Dalam konteks "Catastrophe" menyebut Patagonia sebagai bencana berarti merujuk Pemberontakan Patagonia atau Patagonia Trgicia. Pemberontakan Patagonia adalah sebutan untuk pemogokan pekerja peternakan domba sekaigus pabrik wol dan penindasan terhadapnya oleh pemerintah yang terjadi antara tahun 1920-1922 di provinsi Santa Cruz, Argentina. Sekitar 300-1.500 pekerja tewas dibantai aparat, termasuk mereka yang telah menyerah.
Peristiwa itu dilatarbelakangi krisis ekonomi yang mendera Patagonia-Argentina pasca Perang Dunia I. Usai perang, harga wol turun drastis gara-gara rendahnya permintaan pasar. Argentina yang menjadikan peternakan domba dan wol sebagai salah satu komoditas utamanya kelabakan. Krisis tak terelakan.
Para pemilik modal nyaris gulung tikar. Demi menyelamatkan perusahaan, mereka melakukan berbagai efisiensi. Akibat dari upaya ini, yang paling tersiksa adalah para pekerja. Akhirnya, mereka berontak, mengajukan sejumlah hal terkait perbaikan kerja. Salah satunya kenaikan upah dan minta agar libur ditambah. Saat itu hari libur hanya Minggu. Mereka minta agar tidak ada pekerjaan di hari Sabtu. Â
Tuntutan ditolak. Serikat pekerja membalasnya dengan mengumumkan pemogokan masal. Kerusuhan pecah lantaran polisi bertindak semena-mena terhadap pekerja. Beberapa pimpinan serikat pekerja ditangkap. Dengan cepat kerusuhan menyebar. Kerusuhan dua tahun itu berhasil dipadamkan di bawah pemerintahan Presiden Hiplito Yrigoyen pada tahun 1922.
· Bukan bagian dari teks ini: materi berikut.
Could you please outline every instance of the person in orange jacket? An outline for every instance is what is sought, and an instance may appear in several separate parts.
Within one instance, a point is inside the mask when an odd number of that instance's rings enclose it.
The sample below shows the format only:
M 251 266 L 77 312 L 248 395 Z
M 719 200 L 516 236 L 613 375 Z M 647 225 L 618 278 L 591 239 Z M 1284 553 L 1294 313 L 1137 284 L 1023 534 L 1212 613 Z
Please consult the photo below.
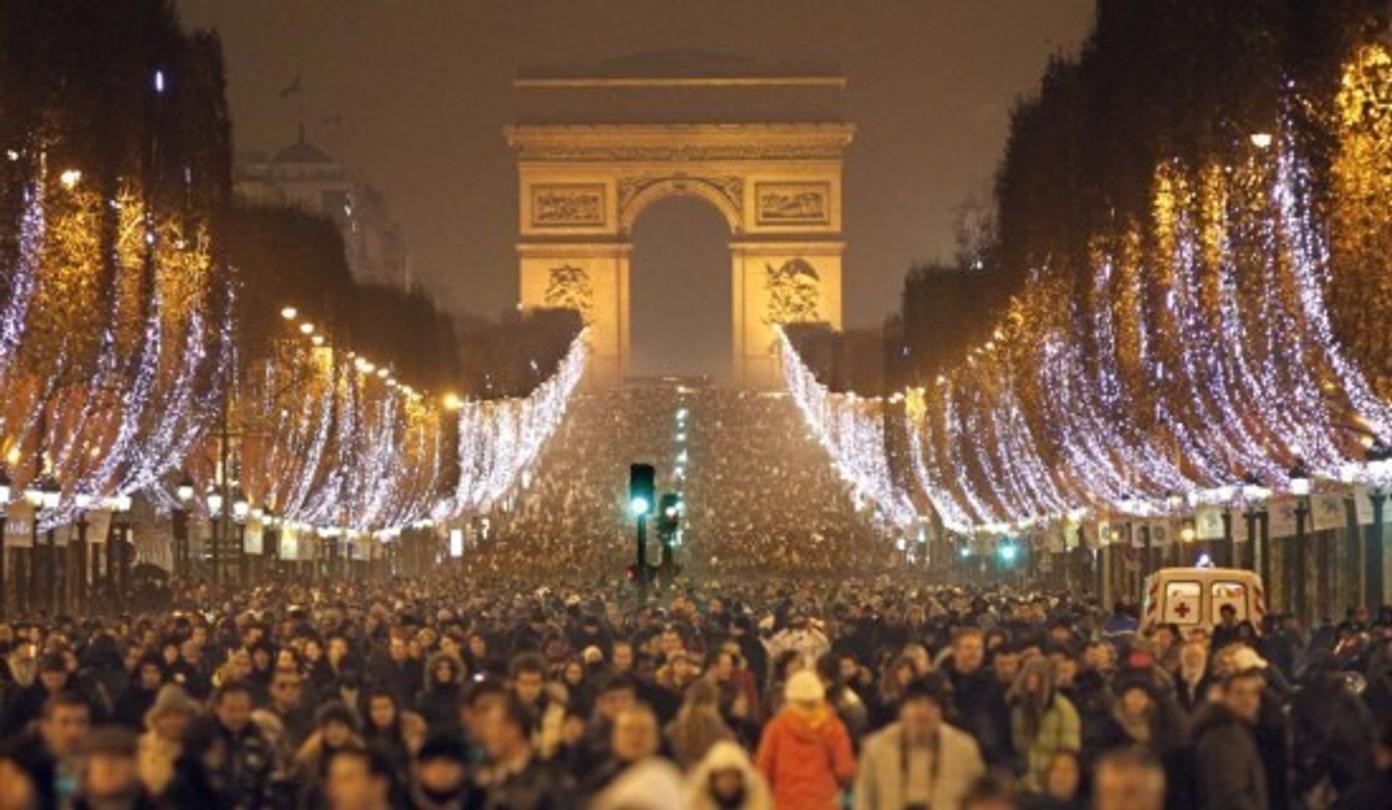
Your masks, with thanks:
M 856 777 L 851 735 L 827 704 L 812 669 L 788 679 L 785 703 L 764 728 L 756 765 L 768 779 L 778 810 L 835 810 Z

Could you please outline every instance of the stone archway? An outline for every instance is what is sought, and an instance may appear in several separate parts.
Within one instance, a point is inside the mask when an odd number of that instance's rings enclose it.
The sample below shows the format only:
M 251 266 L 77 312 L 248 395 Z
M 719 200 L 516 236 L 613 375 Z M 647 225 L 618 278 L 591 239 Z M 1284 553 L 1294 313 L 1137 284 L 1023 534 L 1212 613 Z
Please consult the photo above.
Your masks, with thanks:
M 841 327 L 841 173 L 855 128 L 806 110 L 818 109 L 809 97 L 839 99 L 845 79 L 748 63 L 738 72 L 689 60 L 674 70 L 668 54 L 621 64 L 514 82 L 553 110 L 522 104 L 507 129 L 518 160 L 521 305 L 579 309 L 593 379 L 622 380 L 633 223 L 660 199 L 696 196 L 729 225 L 734 376 L 774 386 L 774 324 Z M 803 113 L 784 111 L 789 93 Z M 690 109 L 706 107 L 722 110 L 718 122 L 690 120 Z

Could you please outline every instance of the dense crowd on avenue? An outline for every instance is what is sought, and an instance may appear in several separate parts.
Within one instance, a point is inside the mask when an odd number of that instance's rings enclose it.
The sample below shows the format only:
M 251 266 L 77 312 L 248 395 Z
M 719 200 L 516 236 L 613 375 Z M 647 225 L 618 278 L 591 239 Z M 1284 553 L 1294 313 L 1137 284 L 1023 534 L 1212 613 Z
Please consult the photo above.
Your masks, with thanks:
M 682 571 L 647 591 L 622 575 L 633 459 L 688 500 Z M 0 810 L 1392 796 L 1392 614 L 1140 633 L 1082 594 L 927 587 L 786 398 L 586 394 L 489 521 L 425 579 L 0 622 Z
M 489 515 L 487 537 L 473 532 L 465 573 L 526 571 L 557 583 L 621 571 L 633 557 L 633 461 L 657 466 L 661 491 L 682 493 L 689 572 L 838 578 L 902 561 L 788 397 L 650 381 L 576 397 L 526 486 Z
M 791 398 L 702 388 L 690 401 L 690 558 L 702 571 L 834 579 L 902 562 Z
M 535 583 L 533 583 L 535 585 Z M 0 810 L 1361 810 L 1388 615 L 1136 633 L 1005 590 L 461 578 L 0 625 Z M 1377 721 L 1382 725 L 1378 726 Z

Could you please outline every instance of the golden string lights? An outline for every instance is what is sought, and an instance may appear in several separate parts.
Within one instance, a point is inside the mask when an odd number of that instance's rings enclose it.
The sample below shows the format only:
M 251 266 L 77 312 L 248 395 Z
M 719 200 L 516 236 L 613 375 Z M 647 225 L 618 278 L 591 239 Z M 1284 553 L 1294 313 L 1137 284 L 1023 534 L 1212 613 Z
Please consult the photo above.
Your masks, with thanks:
M 855 500 L 869 501 L 889 526 L 912 530 L 919 516 L 908 494 L 894 483 L 880 399 L 828 391 L 798 356 L 782 328 L 778 330 L 778 354 L 788 392 L 841 479 L 855 490 Z
M 1221 160 L 1165 160 L 1148 216 L 1093 234 L 1079 266 L 1036 269 L 991 340 L 903 392 L 913 480 L 948 529 L 1392 483 L 1385 46 L 1356 53 L 1332 110 L 1329 205 L 1285 121 Z M 786 356 L 848 480 L 878 480 L 883 438 L 837 434 L 852 401 Z
M 58 482 L 42 516 L 52 526 L 182 461 L 210 412 L 224 335 L 198 217 L 150 210 L 138 185 L 104 198 L 42 153 L 32 166 L 0 312 L 0 444 L 18 482 Z

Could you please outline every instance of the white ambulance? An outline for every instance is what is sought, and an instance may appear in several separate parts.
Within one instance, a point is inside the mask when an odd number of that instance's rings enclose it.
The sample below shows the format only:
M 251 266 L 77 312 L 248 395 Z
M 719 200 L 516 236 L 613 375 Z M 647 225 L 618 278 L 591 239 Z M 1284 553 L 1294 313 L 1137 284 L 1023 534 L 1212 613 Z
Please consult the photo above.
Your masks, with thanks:
M 1146 578 L 1140 632 L 1157 625 L 1175 625 L 1185 636 L 1212 630 L 1224 605 L 1232 605 L 1237 621 L 1250 621 L 1260 633 L 1267 615 L 1261 578 L 1242 568 L 1161 568 Z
Ini adalah sejarah kelam Patagonia Argentina. Ketika warga negara "mengangkat kepala", mendongak menatap negara, pada titik itu bencana terjadi. Pemerintah otoriter benci warga negara yang "mengangkat kepala".
"Catastrophe", ya, akhirnya geblug juga. Geblug, warga negara labuh. Tapi bangkit lagi. Seperti teater di masa Corona. Geblug. Tapi (harus) bangkit lagi. Demi hidup yang lebih baik.